Unfortunately, irreversible damages and irreplaceable losses are already underway. By one count, modern civilization threatens the extinction of one million of the world's 8 million plants and animal species. Each lost species sets an ecological chain of disruptive events in motion, including the loss of other species that "may have taken thousands or millions—even billions—of years to evolve."
Views from space reveal dramatic ice declines at the poles, which will further change climate patterns and ecosystems. Photographs from space also show green expanses of forests and fields covering the continents. However, substantial expanses of green are turning barren, infertile, and brown due to desertification. "The ongoing transformation of Earth's landscapes presents a dire warning about the future of our planet," researchers report. They say more than three-quarters of the world's land has shown a permanent increase in dryness over recent decades."
"Nearly 40% of the world's land, excluding Antarctica, has become drylands," they found, "a shift that threatens not only ecosystems but also the lives and livelihoods of billions of people…The effects are far-reaching, jeopardizing sustainable development, environmental protection, economic equality, and the achievement of global goals."

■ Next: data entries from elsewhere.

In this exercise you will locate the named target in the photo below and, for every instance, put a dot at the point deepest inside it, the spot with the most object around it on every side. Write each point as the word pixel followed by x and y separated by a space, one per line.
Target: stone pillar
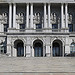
pixel 10 15
pixel 66 16
pixel 14 15
pixel 45 25
pixel 49 22
pixel 28 51
pixel 32 51
pixel 48 50
pixel 31 16
pixel 2 27
pixel 63 51
pixel 24 50
pixel 8 50
pixel 27 16
pixel 51 51
pixel 62 16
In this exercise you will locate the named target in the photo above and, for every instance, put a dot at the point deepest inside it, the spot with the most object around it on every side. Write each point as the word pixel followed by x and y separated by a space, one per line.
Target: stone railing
pixel 38 30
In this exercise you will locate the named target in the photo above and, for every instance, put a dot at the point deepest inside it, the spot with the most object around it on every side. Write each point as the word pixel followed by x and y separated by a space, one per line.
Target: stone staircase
pixel 37 64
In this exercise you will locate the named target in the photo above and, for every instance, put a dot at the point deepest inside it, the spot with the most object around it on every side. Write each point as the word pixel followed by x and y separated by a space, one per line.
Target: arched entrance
pixel 57 48
pixel 19 45
pixel 38 48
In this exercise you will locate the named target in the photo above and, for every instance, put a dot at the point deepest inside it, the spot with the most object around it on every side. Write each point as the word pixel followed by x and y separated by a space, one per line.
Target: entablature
pixel 37 1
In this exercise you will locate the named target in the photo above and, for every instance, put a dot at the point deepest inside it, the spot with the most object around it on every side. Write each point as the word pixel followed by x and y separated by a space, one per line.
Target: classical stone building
pixel 37 28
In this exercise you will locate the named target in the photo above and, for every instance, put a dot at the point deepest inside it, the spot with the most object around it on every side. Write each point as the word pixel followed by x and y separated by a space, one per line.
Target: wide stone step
pixel 37 64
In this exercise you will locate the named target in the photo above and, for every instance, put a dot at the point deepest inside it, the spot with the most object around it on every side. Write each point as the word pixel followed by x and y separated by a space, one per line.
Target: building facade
pixel 37 28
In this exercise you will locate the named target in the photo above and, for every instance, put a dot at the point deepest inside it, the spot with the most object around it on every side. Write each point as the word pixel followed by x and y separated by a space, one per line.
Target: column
pixel 66 16
pixel 51 51
pixel 63 51
pixel 31 17
pixel 10 15
pixel 14 15
pixel 47 50
pixel 24 50
pixel 45 25
pixel 62 16
pixel 28 51
pixel 49 24
pixel 27 16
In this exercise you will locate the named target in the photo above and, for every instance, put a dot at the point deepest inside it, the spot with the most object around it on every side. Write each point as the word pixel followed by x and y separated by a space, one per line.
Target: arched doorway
pixel 19 45
pixel 57 48
pixel 38 48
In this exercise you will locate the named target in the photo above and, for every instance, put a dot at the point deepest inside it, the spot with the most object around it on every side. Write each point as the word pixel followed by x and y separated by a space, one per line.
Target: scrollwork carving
pixel 20 18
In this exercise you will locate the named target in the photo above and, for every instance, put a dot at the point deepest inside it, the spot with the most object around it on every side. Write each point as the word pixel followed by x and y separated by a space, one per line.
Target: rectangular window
pixel 70 27
pixel 54 26
pixel 22 26
pixel 5 27
pixel 38 26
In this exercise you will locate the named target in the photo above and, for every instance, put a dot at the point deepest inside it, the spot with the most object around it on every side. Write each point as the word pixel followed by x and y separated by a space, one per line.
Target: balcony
pixel 44 30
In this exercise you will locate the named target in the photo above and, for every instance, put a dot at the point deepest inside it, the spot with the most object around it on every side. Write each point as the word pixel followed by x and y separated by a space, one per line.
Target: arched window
pixel 57 48
pixel 72 48
pixel 38 48
pixel 19 46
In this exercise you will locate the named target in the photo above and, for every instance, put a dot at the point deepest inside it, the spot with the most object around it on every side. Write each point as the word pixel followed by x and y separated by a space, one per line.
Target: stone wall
pixel 37 66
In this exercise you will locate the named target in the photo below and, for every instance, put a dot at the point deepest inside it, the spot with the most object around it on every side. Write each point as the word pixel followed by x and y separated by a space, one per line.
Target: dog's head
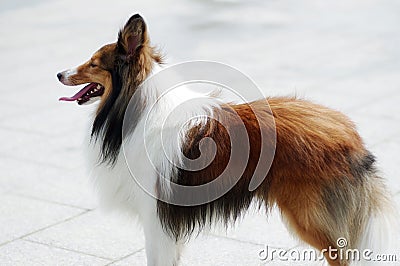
pixel 112 75
pixel 124 63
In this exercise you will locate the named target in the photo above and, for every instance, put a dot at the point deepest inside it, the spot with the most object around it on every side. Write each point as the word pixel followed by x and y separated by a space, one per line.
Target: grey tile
pixel 22 252
pixel 95 233
pixel 21 216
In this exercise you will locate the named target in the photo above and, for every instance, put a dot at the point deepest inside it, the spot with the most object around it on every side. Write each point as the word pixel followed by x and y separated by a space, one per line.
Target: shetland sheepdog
pixel 322 178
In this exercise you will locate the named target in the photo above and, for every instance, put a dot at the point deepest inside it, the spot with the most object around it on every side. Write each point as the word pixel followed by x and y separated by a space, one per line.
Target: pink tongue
pixel 80 93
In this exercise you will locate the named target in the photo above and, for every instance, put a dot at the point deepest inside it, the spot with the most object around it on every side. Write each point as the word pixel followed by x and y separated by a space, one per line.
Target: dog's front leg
pixel 161 248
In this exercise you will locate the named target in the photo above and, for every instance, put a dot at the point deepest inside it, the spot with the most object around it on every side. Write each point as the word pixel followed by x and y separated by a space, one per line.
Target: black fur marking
pixel 361 167
pixel 108 123
pixel 182 221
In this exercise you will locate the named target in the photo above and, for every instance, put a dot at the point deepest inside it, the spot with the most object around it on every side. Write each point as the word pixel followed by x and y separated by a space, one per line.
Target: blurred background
pixel 343 54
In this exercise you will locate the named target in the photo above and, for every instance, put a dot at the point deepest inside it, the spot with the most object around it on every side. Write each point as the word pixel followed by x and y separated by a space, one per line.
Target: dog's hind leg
pixel 161 248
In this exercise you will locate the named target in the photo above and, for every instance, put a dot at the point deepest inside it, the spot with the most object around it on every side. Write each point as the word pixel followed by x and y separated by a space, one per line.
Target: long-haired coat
pixel 322 178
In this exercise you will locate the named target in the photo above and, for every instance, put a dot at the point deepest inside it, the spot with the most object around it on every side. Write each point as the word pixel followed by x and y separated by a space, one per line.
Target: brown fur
pixel 312 178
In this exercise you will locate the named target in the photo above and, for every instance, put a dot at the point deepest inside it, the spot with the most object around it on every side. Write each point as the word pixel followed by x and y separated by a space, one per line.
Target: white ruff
pixel 154 147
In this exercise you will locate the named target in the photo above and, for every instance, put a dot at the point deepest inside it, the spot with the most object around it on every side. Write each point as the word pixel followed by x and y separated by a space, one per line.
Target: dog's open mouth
pixel 91 90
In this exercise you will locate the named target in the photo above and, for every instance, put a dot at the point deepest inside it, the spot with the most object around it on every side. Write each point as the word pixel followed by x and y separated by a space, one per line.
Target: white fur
pixel 119 190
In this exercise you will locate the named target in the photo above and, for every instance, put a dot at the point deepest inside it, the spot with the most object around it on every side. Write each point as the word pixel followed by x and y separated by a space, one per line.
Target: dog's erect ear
pixel 132 36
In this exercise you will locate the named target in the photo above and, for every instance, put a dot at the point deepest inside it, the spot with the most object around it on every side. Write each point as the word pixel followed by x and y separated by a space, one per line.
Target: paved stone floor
pixel 341 54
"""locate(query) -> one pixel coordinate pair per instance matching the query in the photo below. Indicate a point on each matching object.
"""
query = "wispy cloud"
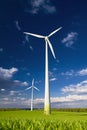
(7, 73)
(70, 39)
(79, 88)
(26, 40)
(6, 81)
(38, 6)
(82, 72)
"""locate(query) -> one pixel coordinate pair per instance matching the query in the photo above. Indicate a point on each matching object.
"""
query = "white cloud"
(76, 88)
(82, 72)
(12, 93)
(68, 73)
(70, 39)
(44, 6)
(19, 83)
(68, 98)
(1, 49)
(7, 73)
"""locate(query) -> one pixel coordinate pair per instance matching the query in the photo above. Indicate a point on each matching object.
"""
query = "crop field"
(36, 120)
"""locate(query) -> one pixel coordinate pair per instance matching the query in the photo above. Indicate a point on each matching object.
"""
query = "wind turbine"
(32, 93)
(47, 109)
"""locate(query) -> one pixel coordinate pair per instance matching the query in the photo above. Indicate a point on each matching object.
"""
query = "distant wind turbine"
(32, 93)
(47, 109)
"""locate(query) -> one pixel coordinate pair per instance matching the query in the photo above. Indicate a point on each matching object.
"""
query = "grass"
(36, 120)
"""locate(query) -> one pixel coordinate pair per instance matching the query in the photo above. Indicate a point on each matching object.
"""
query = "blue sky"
(22, 57)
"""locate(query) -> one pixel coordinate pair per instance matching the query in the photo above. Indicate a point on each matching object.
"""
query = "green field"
(36, 120)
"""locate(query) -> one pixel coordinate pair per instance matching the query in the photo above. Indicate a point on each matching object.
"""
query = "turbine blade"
(33, 82)
(35, 35)
(54, 32)
(36, 88)
(28, 88)
(51, 48)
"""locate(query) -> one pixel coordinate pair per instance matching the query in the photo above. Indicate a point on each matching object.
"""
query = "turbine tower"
(47, 108)
(32, 93)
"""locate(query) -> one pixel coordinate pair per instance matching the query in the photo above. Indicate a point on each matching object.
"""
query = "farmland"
(36, 120)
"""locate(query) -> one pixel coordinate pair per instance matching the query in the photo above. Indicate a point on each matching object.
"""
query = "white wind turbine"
(32, 93)
(47, 109)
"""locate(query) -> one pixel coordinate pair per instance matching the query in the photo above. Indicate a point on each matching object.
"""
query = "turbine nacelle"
(46, 39)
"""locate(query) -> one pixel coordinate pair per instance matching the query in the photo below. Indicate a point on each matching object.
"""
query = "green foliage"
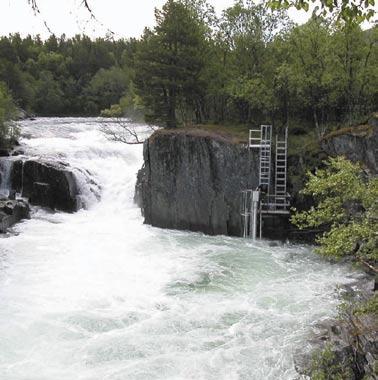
(346, 10)
(62, 76)
(169, 64)
(8, 111)
(368, 307)
(325, 366)
(347, 205)
(248, 66)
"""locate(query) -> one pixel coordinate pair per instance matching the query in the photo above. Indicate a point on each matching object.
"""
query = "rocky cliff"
(192, 180)
(358, 143)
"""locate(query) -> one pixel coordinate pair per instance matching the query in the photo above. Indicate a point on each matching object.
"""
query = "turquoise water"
(99, 295)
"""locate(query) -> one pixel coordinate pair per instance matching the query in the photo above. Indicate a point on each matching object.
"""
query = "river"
(98, 295)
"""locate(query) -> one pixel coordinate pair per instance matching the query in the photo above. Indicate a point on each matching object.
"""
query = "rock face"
(11, 212)
(357, 144)
(192, 181)
(47, 184)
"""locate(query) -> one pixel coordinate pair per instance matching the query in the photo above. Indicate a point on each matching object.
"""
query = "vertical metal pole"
(255, 207)
(260, 211)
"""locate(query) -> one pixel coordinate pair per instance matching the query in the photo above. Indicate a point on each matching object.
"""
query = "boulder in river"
(192, 180)
(11, 212)
(46, 183)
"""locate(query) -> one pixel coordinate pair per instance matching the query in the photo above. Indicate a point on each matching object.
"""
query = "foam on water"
(98, 295)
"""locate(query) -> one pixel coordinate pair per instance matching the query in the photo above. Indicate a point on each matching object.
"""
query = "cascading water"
(98, 295)
(5, 176)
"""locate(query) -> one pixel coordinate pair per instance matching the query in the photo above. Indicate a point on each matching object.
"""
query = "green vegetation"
(347, 205)
(344, 9)
(326, 366)
(8, 111)
(248, 66)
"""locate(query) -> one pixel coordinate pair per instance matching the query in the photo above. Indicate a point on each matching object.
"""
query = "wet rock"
(4, 152)
(46, 183)
(193, 182)
(11, 212)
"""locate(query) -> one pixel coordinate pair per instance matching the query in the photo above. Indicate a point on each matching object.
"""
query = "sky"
(126, 18)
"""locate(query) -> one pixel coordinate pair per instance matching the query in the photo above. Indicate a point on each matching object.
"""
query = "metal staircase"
(265, 158)
(262, 201)
(280, 190)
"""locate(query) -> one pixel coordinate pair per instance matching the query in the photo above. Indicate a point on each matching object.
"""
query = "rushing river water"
(97, 295)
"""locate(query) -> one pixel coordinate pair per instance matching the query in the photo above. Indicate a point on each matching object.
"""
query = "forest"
(251, 65)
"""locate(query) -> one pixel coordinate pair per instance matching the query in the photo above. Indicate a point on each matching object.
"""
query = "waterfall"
(5, 176)
(97, 294)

In recent years, many of the most committed environmental leaders acquired their resolve during tours to witness collapsing glaciers and melting Arctic ice. Global warming is happening three times faster there than elsewhere on the planet. For many on the tours, the impact was similar to what astronauts experience seeing Earth from space.
"When we change our perspective, it enables us to see the world from a different angle," Crown Prince Haakon of Norway told officials who met in Iceland in 2022. "A change of perspective helps us identify with others – and immerse ourselves in their view. Changing the perspective redistributes power and position. This is vital for progress, for development—and for solidarity."
However, we don't have to rocket into space or brave the Arctic to change our perspectives about life on Earth. We can look beyond the pain and beauty that photographers and videographers document to understand these images' lessons.
At the same time, today's most crucial space race may be how many leaders we can send into orbit to transform their perspectives on our relationships with one another and the planet. When that happens, every government and civil society leader should be required to make the trip.